By Bruce Cochrane
A researcher with the University of Alberta says the use of alternative feed ingredients can translate into substantial improvements in profitability.
As part of research being conducted on behalf of Swine Innovation Porc researchers are evaluating the inclusion of a host of alterative ingredients, including reduced quality cereal crops, various co-products and pulse crops, in rations for newly weaned pigs.
The work is driven by the desire to provide least cost diet formulations and achieve the lowest cost per unit of gain.
Dr. Ruurd Zijlstra, a professor and chair of the Department of Agricultural, Food and Nutritional Sciences with the University of Alberta, says it's all dependant on ingredient prices.
Dr. Ruurd Zijlstra-University of Alberta:
If performance is equal, it's actually pretty straight forward to do an economic analysis.
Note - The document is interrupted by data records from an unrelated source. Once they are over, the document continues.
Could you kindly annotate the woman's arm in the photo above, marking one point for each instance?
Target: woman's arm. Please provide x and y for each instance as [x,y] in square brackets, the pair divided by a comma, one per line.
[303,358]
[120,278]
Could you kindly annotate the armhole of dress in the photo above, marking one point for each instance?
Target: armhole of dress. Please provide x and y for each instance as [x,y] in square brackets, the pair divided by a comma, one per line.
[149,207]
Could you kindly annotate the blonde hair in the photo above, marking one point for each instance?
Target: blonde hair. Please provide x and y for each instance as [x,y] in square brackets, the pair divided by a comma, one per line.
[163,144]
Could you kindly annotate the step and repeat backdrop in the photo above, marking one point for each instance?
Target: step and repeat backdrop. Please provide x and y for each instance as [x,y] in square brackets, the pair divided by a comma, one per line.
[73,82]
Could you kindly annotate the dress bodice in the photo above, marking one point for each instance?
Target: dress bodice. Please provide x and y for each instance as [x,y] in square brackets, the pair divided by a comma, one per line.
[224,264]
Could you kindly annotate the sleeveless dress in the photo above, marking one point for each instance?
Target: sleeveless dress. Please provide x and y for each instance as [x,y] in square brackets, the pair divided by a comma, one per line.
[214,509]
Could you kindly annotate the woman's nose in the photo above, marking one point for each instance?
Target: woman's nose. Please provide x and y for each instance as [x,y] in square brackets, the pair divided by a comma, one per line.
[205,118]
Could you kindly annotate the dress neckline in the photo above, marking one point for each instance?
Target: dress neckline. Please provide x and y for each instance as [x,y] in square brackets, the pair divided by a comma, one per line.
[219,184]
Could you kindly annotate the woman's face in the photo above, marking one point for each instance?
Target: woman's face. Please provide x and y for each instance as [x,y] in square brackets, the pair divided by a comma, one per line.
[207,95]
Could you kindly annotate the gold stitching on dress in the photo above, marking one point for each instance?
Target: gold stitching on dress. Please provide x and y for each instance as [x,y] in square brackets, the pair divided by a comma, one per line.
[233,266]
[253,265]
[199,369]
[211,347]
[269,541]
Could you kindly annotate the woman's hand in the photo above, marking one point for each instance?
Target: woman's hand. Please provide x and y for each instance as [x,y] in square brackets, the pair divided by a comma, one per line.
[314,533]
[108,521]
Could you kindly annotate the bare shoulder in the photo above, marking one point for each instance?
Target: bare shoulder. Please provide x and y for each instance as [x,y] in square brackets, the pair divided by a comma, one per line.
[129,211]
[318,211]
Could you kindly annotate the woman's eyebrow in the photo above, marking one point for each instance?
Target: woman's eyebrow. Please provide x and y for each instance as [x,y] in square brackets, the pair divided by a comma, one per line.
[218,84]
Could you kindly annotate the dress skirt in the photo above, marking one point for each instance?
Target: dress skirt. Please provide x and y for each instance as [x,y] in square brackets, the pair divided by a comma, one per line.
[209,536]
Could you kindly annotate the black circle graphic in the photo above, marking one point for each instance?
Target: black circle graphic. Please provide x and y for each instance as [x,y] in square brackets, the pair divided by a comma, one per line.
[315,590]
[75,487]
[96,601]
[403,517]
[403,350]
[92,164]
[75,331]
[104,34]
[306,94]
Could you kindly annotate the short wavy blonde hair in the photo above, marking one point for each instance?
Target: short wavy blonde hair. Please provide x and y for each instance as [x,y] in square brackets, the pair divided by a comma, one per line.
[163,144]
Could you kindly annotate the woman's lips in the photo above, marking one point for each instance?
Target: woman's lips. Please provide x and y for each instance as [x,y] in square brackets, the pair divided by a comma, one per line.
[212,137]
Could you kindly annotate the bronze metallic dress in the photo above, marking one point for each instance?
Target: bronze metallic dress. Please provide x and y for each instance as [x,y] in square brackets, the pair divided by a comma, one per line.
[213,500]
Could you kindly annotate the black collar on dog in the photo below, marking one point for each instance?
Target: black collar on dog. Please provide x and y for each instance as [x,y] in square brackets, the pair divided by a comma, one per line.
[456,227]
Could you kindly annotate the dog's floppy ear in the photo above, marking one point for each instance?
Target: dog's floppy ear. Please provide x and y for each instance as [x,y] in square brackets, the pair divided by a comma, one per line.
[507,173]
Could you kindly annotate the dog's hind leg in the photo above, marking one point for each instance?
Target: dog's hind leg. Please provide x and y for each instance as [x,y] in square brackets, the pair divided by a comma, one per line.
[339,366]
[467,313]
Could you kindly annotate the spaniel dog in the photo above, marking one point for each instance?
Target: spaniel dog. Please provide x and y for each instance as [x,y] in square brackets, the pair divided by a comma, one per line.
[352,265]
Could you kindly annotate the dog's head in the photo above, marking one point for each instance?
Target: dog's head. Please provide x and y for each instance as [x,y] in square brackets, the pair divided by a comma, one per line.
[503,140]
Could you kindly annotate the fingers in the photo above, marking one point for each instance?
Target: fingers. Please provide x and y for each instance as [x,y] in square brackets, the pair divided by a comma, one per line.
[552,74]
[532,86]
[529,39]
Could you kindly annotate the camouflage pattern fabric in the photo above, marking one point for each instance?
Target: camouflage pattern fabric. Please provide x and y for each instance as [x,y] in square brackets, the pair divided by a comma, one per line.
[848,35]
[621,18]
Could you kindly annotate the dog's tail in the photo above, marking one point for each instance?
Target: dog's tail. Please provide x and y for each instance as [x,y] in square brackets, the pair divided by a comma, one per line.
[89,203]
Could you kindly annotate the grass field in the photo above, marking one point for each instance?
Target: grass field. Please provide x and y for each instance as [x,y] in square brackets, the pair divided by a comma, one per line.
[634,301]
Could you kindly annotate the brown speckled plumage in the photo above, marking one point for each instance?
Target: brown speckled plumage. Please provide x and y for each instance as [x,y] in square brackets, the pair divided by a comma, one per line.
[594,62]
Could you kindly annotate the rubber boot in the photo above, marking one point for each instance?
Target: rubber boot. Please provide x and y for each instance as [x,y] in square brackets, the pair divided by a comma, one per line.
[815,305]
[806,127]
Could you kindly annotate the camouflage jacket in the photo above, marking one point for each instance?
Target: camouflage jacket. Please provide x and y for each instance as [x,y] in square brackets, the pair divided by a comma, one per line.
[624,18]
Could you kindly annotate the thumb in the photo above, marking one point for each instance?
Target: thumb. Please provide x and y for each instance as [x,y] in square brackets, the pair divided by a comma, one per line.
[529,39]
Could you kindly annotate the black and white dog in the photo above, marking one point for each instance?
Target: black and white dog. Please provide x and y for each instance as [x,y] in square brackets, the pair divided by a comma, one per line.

For example, you look at the change in price of soybean meal and canola meal.
When we did the economic analysis for the study, when we completed that particular study we were looking at around a difference in 12 dollars per tonne of feed.
That equates with a 20 percent inclusion of canola meal to about $60 per tonne of canola meal.
Then when you make the translation to cost per pig, you end up with about a $2 advantage if you apply that knowledge for the entire growth cycle, so for the entire 100 kilogram growth cycle.
When you switch, for example, to a canola expeller which would have about 10 percent fat or a canola cake which would have around 15 to 20 percent fat, now because you add more energy in the ingredient now the advantage would be about $4 for expeller and $6 to $8 dollars for the cake.
It can be quite significant and this is per pig so if you have a load of pigs it can be quite attractive.
Dr. Zijlstra stresses the key is to maintain performance.
He says, when you can not maintain performance you may run into pigs that are not reaching market weight on time and then the market advantage will disappear quickly.